Am 04. Februar 2012 wurden wir um 09.39 Uhr mittels Sirene und Pager zu einem Brandeinsatz nach Standharting 1 gerufen. Schon während der Anfahrt war eine starke Rauchentwicklung wahrzunehmen. Kommandant HBI Franz Zauner ließ daraufhin umgehend Alarmstufe 2 auslösen, sodass zusätzlich zur Ortsfeuerwehr mit den Löschzügen Gerhartsbrunn, Gries, Hebetsberg, Poxruck und Prenning die Feuerwehren Haag am Hausruck, Wendling, Taiskirchen, Dorf an der Pram, Rottenbach und Gotthaming alamiert wurden.
Bei unserem Eintreffen an der Einsatzstelle stand der ehemalige Putenstall der Familie Grünbacher, der derzeit als Lagerhalle genutzt wird bereits in Vollbrand und die Flammen griffen schon auf den unmittelbar daneben stehenden Wirtschaftstrakt über. Durch unser rasches Eingreifen konnten in letzter Minute das Wirtschaftsgebäude und auch das Wohnhaus gerettet werden und dadurch ein noch viel größerer Schaden verhindert werden.
Schwierig gestaltete sich die Löschwasserversorgung, es musste eine 800 Meter lange Schlauchleitung vom Löschteich in Standharting und eine ebenso lange Zubringerleitung vom Löschwasserbehälter in Renhartsberg verlegt werden. Zum Glück befand sich beim Brandobjekt ein größerer Swimmingpool, aus dem in der Anfangsphase Löschwasser entnommen werden konnte.
Durch die im Brandobjekt gelagerten Dekorations- und Heufiguren entstand eine gewaltige Rauchentwicklung, die auf einige Kilometer zu sehen war. Zusätzlich sorgte sie für eine Sichtbehinderung auf der nahen Innkreisautobahn. Augenzeugen zufolge ging ein Teil dieser Rauchwolke 10 Kilometer entfernt in Hohenzell auf der B 141 wieder zu Boden und sorgte dort auch für eine Behinderung des Fahrzeugverkehrs.
Der Einsatz war aufgrund der arktischen Temperatur von – 12 Grad sehr schwierig, so froren ständig die Löschwasserleitungen ein. Auch sorgte die Kälte für eingefrorene Atemschutzgeräte und belastete auch die eingesetzten Feuerwehrmänner körperlich sehr stark.

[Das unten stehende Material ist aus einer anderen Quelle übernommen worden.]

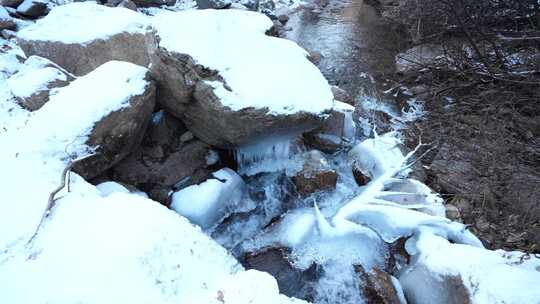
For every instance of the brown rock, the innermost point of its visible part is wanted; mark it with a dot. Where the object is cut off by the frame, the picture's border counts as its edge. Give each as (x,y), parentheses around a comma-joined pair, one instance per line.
(377,286)
(164,162)
(273,260)
(343,96)
(315,175)
(119,133)
(81,59)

Für zusätzliche Belastung sorgte auch eine im Brandobjekt explodierende Gasflasche.
Der Einsatz dauerte für uns bis 20.25 Uhr und es war für alle sehr anstrengend, die eingefrorene Gerätschaft wieder einsatzbereit zu machen.
Als mögliche Brandursache wird derzeit ein Heizstrahler vermutet, die Ermittlungen der Polizei und des Brandsachverständigen sind im Laufen.
Der Schaden beträgt laut Auskunft des Besitzers und des Pächters über Euro 800.000,00. Gott sei Dank waren keine Personen gefährdet.
Im Einsatz waren etwa 100 freiwillige Feuerwehrkameraden.